Keyboards on 11-inch laptops are especially tough to design well, but using the Helix, I never felt unduly cramped while typing. Shift, Enter, Tab, and other important keys are well-sized, and functions including volume, microphone, and brightness controls are mapped to the primary functions of the F-key row at the top of the keyboard. But, keep in mind the power button is actually on the top edge of the screen itself, so you can use it while in tablet mode.
The large, buttonless clickpad is also generous in size and feels tighter than its counterpart on Lenovo’s X1 Carbon ultrabook. There’s a red trackpoint nestled between the G, H, and B keys. I’m on the record as saying that method of pointer navigation is not what most laptop users are looking for these days, but at least it’s only minimally in the way.

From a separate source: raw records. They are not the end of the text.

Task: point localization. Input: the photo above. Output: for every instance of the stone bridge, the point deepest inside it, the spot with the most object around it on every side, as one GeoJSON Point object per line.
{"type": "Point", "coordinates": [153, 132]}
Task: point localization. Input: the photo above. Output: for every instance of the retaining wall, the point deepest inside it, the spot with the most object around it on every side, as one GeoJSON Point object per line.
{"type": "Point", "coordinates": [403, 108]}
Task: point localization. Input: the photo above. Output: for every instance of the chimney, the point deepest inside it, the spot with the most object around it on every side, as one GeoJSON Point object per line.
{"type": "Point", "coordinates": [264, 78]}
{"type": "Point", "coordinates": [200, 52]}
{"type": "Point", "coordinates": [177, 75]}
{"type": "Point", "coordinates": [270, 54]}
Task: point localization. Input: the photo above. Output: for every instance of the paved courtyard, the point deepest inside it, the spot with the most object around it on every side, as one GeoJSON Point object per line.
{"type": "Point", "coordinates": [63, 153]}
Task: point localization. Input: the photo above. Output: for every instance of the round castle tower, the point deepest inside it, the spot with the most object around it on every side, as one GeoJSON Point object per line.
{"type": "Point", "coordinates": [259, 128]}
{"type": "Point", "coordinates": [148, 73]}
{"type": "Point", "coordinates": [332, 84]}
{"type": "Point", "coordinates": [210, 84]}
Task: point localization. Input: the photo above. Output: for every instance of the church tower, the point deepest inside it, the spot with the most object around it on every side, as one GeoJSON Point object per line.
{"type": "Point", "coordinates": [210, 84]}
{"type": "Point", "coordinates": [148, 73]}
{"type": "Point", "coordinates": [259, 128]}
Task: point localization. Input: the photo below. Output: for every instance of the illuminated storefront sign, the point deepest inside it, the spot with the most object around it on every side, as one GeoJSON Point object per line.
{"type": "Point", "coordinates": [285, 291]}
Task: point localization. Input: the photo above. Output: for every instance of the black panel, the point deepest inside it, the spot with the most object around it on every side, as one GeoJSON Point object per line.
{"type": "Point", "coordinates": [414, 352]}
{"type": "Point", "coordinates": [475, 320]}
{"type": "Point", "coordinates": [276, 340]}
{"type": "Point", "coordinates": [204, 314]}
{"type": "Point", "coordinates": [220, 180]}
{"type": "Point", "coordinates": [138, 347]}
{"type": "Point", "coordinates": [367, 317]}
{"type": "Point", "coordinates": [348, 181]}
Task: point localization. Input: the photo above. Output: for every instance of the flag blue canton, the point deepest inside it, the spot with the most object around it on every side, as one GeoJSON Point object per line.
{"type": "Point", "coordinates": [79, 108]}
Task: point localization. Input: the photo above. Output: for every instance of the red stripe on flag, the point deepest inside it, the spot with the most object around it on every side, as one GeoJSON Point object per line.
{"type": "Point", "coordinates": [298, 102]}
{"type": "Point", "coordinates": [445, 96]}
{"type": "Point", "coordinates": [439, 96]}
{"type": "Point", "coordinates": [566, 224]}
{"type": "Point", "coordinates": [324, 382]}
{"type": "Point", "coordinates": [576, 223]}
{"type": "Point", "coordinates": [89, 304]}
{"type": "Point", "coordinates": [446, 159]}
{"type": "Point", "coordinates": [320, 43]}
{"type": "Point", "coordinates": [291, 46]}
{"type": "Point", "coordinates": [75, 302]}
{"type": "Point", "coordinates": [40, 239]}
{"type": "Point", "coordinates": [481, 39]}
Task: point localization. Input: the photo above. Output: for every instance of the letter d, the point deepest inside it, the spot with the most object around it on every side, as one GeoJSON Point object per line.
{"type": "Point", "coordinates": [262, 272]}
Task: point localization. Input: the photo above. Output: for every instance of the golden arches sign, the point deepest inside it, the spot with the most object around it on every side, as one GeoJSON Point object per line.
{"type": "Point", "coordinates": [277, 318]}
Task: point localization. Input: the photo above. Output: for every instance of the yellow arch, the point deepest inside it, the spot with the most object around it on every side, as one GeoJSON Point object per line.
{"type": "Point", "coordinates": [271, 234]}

The 11.6-inch display has a very high native resolution of 1,920×1,080 pixels, which is great to see in such a compact laptop/tablet. In the Windows 8 interface, icons and text scale automatically to a comfortable level, although in the traditional Windows view, things can look very small indeed. The screen itself is bright and glare-free, and, very importantly for a tablet, it’s an IPS display that looks fine even from extreme side angles.
|Video||DisplayPort [tablet and keyboard base]|
|Audio||Stereo speakers, combo headphone/microphone jack [tablet]|
|Data||1 USB 2.0, SIM card slot [tablet]; 2 USB 3.0 [keyboard base]|
Connections, performance, and battery
The ports and connections on the Helix, such as they are, sit on on the bottom edge of the tablet. That means they’ll be covered up when the tablet is connected to its dock in laptop mode, except for the audio jack.